Wildflowers at Windmill
Tammy enjoying the meadow
The other side of the path we have our perennial meadow. Volunteers have been working on this area for months to get it into this wonderful state. Part of the area was being taken over by Ground Elder which had to be removed. This was replaced with a variety of plants, many of which which Tammy has grown herself. Also a different seed mix. The most successful this year seem to be the Phacelia, which are actually native to the Americas. Tammy is using this species to determine the drainage of the meadow. These have been attracting a lot of bees:
Because it is a perennial meadow it has been possible to grow plants that flower through the spring into the summer. Starting with Cowslips, Bluebells and of course the favourite early pollinator, the humble Dandelion. Some plants like the Dandelion will self seed, while others need to be planted and encouraged by clearing things like Ground Elder, which smother them. Some of the plants that can be found in the perennial meadow are: Ladies Bedstraw, Campions, Ragged Robin, Poppies, Yarrow, Knapweed, Meadow Cranesbill, Salad Burnett, Agrimony, Vetch, Poppies, Ox Eye Daisy, Corn Marigold, Cornflower and Corn Chamomile. We also planted Yellow Rattle, which is supposed to suppress the grass growth and so increase the amount of flowers. Unfortunately this hasn't shown it's face yet. Importantly, we have planted Nottingham Catch Fly, a species of Silene, which Tammy is planting as part of a local conservation project. Apparently they used to grow on Nottingham Castle walls before the restoration work took place. Catch Fly have a strong perfume and attract night insects, so are really important for encouraging bats. Each flower only stays open for three nights to prevent self fertilisation. Ragged Robin is also a species which is becoming rare. Notts wildlife are encouraging people like us to grow them.

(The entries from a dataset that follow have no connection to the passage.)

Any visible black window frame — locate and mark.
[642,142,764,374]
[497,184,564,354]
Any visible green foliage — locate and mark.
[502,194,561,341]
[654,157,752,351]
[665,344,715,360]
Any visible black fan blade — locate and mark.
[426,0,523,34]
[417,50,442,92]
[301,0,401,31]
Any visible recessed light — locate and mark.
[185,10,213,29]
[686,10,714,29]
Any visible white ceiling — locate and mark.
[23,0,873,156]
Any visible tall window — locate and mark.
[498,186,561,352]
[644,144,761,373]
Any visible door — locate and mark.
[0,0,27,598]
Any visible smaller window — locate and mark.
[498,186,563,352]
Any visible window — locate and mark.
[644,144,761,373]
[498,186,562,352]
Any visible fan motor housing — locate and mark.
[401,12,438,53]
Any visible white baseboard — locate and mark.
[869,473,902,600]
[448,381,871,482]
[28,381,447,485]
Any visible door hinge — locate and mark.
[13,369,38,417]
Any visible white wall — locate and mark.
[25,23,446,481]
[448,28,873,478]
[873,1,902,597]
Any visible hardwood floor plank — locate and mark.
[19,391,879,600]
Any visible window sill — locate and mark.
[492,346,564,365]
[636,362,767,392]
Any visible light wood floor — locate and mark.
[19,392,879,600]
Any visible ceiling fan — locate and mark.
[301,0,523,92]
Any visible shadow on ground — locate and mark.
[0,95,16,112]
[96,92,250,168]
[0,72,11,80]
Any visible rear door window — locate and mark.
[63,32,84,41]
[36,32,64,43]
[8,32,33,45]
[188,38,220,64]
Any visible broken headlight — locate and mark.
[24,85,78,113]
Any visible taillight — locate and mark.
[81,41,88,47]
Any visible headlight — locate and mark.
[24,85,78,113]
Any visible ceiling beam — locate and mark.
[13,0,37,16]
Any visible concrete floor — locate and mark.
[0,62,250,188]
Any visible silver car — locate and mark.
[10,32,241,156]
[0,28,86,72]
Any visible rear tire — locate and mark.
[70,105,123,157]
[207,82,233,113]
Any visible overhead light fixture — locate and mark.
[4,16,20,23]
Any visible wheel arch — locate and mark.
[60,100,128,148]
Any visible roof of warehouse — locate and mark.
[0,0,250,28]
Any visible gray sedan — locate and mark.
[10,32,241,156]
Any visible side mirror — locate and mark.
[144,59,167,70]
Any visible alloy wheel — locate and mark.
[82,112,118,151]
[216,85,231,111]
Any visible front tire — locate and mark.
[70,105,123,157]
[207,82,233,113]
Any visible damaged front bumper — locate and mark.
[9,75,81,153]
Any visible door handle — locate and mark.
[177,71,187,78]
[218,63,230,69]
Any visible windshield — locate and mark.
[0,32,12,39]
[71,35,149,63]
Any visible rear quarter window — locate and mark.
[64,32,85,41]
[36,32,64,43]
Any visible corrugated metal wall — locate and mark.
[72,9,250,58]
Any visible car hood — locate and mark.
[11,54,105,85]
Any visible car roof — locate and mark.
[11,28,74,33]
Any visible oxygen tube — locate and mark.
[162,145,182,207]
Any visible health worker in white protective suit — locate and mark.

We are still adding new plants to the meadow and are currently sewing Viper's Bugloss seeds. I know them from the chalk downlands where I grew up, but apparently they also like disturbed ground, so should do well at Windmill. Also, unusually for the area, our soil is alkaline.

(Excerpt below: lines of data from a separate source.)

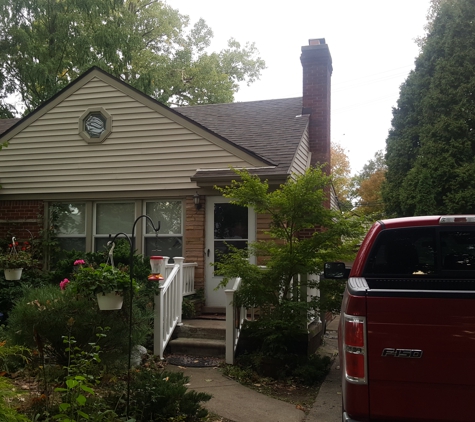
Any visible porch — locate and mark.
[154,257,322,365]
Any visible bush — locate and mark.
[110,370,211,422]
[8,286,151,365]
[0,269,47,322]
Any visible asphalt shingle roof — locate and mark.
[0,97,309,177]
[0,119,20,135]
[173,97,308,173]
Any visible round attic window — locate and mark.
[79,107,112,144]
[84,113,107,138]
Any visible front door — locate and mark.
[205,196,256,308]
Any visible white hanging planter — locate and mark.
[97,292,124,311]
[3,268,23,281]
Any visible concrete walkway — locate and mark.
[167,317,341,422]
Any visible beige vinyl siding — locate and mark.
[0,78,252,194]
[290,131,310,174]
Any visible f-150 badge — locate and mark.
[381,347,422,358]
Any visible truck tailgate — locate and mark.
[367,292,475,422]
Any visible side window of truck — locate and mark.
[440,229,475,272]
[364,227,437,277]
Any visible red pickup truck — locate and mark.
[325,215,475,422]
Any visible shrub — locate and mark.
[0,377,29,422]
[8,286,151,365]
[111,370,211,422]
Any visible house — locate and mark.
[0,39,332,308]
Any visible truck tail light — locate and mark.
[343,314,367,384]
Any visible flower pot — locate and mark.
[3,268,23,281]
[97,292,124,311]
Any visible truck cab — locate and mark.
[325,215,475,422]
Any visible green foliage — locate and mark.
[116,370,211,422]
[214,168,362,357]
[383,0,475,216]
[0,0,265,113]
[53,333,117,422]
[8,286,152,365]
[0,340,31,373]
[223,352,332,386]
[0,238,38,269]
[0,377,29,422]
[70,263,136,295]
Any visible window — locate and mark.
[49,200,184,258]
[79,107,112,144]
[364,227,475,278]
[50,202,86,251]
[144,200,183,258]
[94,202,135,251]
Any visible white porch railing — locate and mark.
[225,274,320,365]
[224,277,254,365]
[164,257,198,296]
[153,257,189,359]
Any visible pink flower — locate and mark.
[59,278,69,290]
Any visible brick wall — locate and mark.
[0,201,44,244]
[300,38,333,174]
[183,196,206,289]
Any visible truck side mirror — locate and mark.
[323,262,349,280]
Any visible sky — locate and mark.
[166,0,430,173]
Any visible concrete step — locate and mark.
[168,337,226,358]
[174,319,226,340]
[168,319,226,357]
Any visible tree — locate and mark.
[331,143,352,210]
[383,0,475,216]
[0,0,265,113]
[352,150,386,219]
[215,168,362,357]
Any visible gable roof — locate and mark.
[0,119,20,136]
[0,68,309,194]
[174,97,308,176]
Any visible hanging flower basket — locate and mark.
[97,292,124,311]
[3,268,23,281]
[0,237,38,280]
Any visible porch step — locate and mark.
[168,319,226,357]
[168,338,226,358]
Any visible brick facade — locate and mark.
[300,38,333,174]
[0,201,44,241]
[183,196,206,289]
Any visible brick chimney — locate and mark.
[300,38,333,174]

Digging the Wildlife Pond and Bog Garden
As you may be aware, we now rent the next allotment, which is extremely wet, in contrast to the first plot. Notts Fire Brigade have kindly dug us a wildlife pond and an area for a bog garden. There are already three large Poplar trees next to the bog area. We will begin working on the pond and bog garden soon and the surrounding ground, which is wet and partially shaded. The plan is that the pond will add some extra drainage. We will be combining food and flowering plants. Also making sure that we add species that are important for bio-diversity. This will be a great opportunity for us to include some wetland plants, such as reeds and irises, as well as less common species. Of course we are hoping to attract frogs and newts, if the ducks let them survive. It should also attract insects, so provide a good environment for bats and other animals.